Biggest Cyber Security Risks of 2022 | One in Five UK Employees in Data Breach | Ubisoft Breach Update
Article by Christopher Lauder, Delegate Relationship Executive, Rela8 Group
Biggest Cyber Security Risks of 2022
To begin, Forbes has spoken to Equifax CISO Jamil Farshchi about what he believes are the top ten most serious cyber security threats faced by industries and society in 2022, and how the industry should evolve to meet these threats.
According to Jamil, the top ten most serious threats for 2022 are as follows:
- The threat of quantum computing in attacks
- Director and board liability in security incidents
- The reliance on digital supply chains
- The risk of identity theft owing to consumer and business behaviour
- Lack of talent
- Cloud incompatible
- New entrants into the threat actor market
- Limited coverage by insurance
- Lack of headway in government cyber security legislation
- “Winging it”
The full list with context for each point can be found by checking out Jamil’s post on LinkedIn, or by checking out the full interview by Forbes linked below.

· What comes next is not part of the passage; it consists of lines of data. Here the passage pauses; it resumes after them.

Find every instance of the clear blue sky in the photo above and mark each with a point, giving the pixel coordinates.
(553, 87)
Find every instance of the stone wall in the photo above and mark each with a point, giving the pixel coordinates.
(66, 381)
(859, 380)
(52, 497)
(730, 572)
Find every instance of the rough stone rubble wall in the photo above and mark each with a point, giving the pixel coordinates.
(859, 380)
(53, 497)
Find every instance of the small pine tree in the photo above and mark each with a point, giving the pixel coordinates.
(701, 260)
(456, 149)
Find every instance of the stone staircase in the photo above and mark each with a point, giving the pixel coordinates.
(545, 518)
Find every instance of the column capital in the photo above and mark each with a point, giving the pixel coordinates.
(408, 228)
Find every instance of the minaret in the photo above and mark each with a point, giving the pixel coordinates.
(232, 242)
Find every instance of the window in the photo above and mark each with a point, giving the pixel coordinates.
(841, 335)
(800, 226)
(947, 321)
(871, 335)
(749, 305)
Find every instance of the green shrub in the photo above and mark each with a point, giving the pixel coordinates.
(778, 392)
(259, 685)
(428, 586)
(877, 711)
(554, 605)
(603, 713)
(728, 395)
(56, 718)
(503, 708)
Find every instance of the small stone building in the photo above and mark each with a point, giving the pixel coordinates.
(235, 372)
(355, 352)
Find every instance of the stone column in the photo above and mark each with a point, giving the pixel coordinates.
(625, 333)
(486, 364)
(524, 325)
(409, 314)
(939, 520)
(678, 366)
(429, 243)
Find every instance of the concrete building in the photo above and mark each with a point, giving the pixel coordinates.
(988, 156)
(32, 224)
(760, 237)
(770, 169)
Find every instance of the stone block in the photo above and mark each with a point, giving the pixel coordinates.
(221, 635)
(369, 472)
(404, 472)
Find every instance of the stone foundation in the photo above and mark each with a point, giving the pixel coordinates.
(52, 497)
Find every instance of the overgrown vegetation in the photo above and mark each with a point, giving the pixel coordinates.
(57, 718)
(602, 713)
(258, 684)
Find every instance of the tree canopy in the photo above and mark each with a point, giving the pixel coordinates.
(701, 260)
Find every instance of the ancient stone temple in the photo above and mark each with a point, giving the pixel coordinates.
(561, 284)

Source - List of Threats for 2022 - Forbes
One in Five UK Employees in Data Breach
According to data from Impero, one in five employees in the UK have been directly involved in a security breach or loss of sensitive data, showing the sheer scale of risk for companies of all sizes.
The report also found that more than half (56%) use personal devices to access company data and systems - on average, three times a week - opening the door to threat actors.

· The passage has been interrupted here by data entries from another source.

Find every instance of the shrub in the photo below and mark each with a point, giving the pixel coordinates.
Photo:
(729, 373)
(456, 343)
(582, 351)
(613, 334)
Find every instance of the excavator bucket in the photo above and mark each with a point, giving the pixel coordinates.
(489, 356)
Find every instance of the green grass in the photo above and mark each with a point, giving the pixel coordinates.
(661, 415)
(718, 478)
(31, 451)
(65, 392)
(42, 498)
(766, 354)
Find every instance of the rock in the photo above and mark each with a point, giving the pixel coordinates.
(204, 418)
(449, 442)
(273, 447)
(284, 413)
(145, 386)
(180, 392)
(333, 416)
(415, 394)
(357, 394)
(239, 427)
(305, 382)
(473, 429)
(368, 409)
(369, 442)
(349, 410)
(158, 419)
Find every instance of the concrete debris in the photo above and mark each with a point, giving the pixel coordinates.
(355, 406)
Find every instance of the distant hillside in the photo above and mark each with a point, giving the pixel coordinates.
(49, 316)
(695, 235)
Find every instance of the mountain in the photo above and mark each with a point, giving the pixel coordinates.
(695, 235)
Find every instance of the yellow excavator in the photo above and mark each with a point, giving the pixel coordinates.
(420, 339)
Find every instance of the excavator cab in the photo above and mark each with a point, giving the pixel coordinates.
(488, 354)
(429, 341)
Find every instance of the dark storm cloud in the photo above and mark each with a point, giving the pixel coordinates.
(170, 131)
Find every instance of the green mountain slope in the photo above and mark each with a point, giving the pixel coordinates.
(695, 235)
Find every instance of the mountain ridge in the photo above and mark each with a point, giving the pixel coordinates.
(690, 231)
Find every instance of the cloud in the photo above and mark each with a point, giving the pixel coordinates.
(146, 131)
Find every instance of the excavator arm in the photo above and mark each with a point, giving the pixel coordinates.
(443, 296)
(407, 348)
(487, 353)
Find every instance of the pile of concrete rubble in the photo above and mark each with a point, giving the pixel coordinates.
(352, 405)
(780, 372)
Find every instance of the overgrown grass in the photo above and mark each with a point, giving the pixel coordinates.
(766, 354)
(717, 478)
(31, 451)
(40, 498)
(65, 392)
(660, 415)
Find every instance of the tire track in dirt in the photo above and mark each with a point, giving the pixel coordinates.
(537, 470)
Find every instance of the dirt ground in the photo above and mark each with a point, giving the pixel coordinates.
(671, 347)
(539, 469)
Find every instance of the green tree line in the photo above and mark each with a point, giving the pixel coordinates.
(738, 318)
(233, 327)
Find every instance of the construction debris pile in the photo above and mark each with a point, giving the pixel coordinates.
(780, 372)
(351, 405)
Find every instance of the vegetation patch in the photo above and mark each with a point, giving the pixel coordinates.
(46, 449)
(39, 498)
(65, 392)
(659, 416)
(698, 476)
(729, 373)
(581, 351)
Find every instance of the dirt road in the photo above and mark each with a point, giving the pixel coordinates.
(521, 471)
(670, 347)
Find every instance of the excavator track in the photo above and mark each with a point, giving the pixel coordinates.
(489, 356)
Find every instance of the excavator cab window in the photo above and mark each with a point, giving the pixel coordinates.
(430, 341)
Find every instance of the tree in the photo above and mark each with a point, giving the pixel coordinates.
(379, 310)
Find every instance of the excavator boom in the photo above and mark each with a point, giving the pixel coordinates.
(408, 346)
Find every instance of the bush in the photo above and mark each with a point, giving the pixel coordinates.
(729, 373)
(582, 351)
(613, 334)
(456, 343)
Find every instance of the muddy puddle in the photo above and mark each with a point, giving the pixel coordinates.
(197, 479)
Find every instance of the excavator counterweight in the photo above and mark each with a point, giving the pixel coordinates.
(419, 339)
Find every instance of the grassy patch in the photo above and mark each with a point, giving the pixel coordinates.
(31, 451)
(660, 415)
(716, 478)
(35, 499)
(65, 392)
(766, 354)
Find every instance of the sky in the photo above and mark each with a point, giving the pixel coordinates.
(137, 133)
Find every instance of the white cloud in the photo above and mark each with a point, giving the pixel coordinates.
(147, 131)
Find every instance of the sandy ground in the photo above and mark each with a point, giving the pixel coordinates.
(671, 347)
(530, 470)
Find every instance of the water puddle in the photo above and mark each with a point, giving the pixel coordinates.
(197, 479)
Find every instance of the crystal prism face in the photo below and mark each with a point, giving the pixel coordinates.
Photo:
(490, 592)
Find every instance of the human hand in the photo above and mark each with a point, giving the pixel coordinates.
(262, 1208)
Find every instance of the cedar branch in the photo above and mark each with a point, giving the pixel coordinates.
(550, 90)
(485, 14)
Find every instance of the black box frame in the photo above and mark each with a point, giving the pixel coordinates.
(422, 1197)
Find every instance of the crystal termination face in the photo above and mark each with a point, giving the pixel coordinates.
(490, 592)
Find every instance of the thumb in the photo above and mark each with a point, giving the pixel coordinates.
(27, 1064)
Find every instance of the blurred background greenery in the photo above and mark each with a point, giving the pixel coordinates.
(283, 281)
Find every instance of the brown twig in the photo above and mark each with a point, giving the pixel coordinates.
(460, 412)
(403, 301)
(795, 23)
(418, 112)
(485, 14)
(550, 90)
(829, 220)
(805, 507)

The research, based on a survey of 2,000 employees about their cyber security behaviours and experiences, reveals that almost half (42%) of those workers using personal devices to access workplace data claimed their employer had no security policies controlling how these items devices can interact with sensitive information. This is obviously an incredibly dangerous move, with 91% of the employees who had been involved in a security incident saying that they used personal devices to access sensitive data while at work.
The average UK worker accesses company and customer data four times a week and employee data two times a week, with a third using between three and five different Internet-connected devices at any one time. The research also reveals:
- A quarter (24%) of employees lack confidence in recognising cyber security threats while at work, while a similar number (26%) agree that their company could improve the quality of its cyber security training
- Four in 10 employees would consider leaving their job if their company was involved in a major cyber security incident or data breach.

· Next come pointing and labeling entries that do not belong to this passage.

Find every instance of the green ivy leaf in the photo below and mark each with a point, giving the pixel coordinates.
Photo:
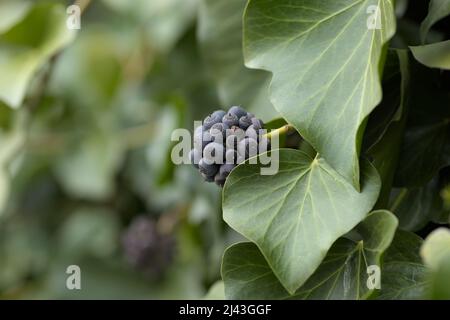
(416, 206)
(426, 142)
(436, 55)
(436, 247)
(435, 252)
(12, 11)
(216, 292)
(404, 275)
(26, 46)
(220, 35)
(438, 10)
(295, 216)
(342, 275)
(325, 63)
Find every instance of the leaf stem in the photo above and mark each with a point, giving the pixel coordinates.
(280, 131)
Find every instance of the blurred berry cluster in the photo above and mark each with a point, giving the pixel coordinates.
(224, 140)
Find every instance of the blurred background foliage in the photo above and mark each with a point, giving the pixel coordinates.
(85, 124)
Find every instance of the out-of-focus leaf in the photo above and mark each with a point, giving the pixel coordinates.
(88, 170)
(438, 10)
(404, 275)
(435, 252)
(12, 11)
(11, 142)
(440, 281)
(436, 247)
(436, 55)
(24, 250)
(92, 85)
(163, 20)
(89, 232)
(26, 46)
(220, 35)
(342, 274)
(325, 59)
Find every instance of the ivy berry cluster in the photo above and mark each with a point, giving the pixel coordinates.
(224, 140)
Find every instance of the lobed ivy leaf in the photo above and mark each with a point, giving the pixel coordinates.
(342, 274)
(27, 45)
(417, 206)
(438, 9)
(325, 62)
(436, 55)
(426, 143)
(220, 37)
(435, 252)
(404, 275)
(296, 215)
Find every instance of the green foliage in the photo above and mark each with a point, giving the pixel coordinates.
(297, 214)
(86, 119)
(312, 48)
(342, 275)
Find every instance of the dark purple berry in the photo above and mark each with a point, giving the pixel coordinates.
(207, 168)
(245, 122)
(237, 111)
(257, 124)
(230, 120)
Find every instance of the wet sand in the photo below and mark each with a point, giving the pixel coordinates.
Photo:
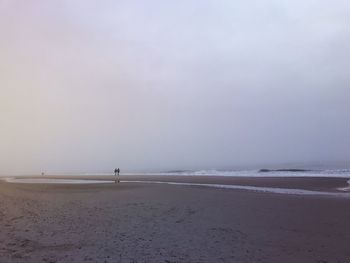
(131, 222)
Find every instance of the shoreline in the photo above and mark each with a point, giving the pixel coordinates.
(131, 222)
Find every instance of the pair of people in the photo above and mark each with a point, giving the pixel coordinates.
(117, 171)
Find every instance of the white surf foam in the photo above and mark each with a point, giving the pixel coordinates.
(345, 189)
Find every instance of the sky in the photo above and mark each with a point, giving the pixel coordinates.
(87, 86)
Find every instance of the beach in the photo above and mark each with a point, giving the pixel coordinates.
(156, 222)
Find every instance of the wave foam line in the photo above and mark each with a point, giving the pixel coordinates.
(251, 188)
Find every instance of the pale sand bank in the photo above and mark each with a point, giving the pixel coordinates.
(132, 222)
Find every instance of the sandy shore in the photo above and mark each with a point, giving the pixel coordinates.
(131, 222)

- Nearly half (47%) said remote working has made them more concerned about the security of their work devices
- A quarter (26%) are worried about being involved in a cyber security incident or data breach in the future
- Only around half (or less) of employees have access to crucial tools such as multi-factor authentication (45%), web filtering (47%), laptop encryption software (50%) and virtual private networks (52%)
Justin Reilly, CEO of Impero said:
“Employees shouldn’t need to be worried or threatened by the prospect of security breaches – their employers should provide the tools and training they need to feel secure. This is especially important at a time when the competition for talent is intense and ‘The Great Resignation’ looms large. A truly secure, connected working environment can only be achieved by harmonising people, processes, and technology.”
Ubisoft Breach Update
Gaming giant Ubisoft, who fell victim to a cyber attack at the start of this month, have provided updates on the attack. The company has admitted that they had to order a password reset across the entire company following the breach. They still maintain their position that no personal information of their users was compromised.
In a statement, Ubisoft said:
“Our IT teams are working with leading external experts to investigate the issue. As a precautionary measure we initiated a company-wide password reset. Also, we can confirm that all our games and services are functioning normally and that at this time there is no evidence any player personal information was accessed or exposed as a by-product of this incident.”
The Lapsus$ Group has claimed responsibility for this attack. You may remember the name from when they claimed responsibility for the recent NVIDIA and Samsung Electronics breaches. Ubisoft is yet to confirm whether it was indeed Lapsus$ behind the attack.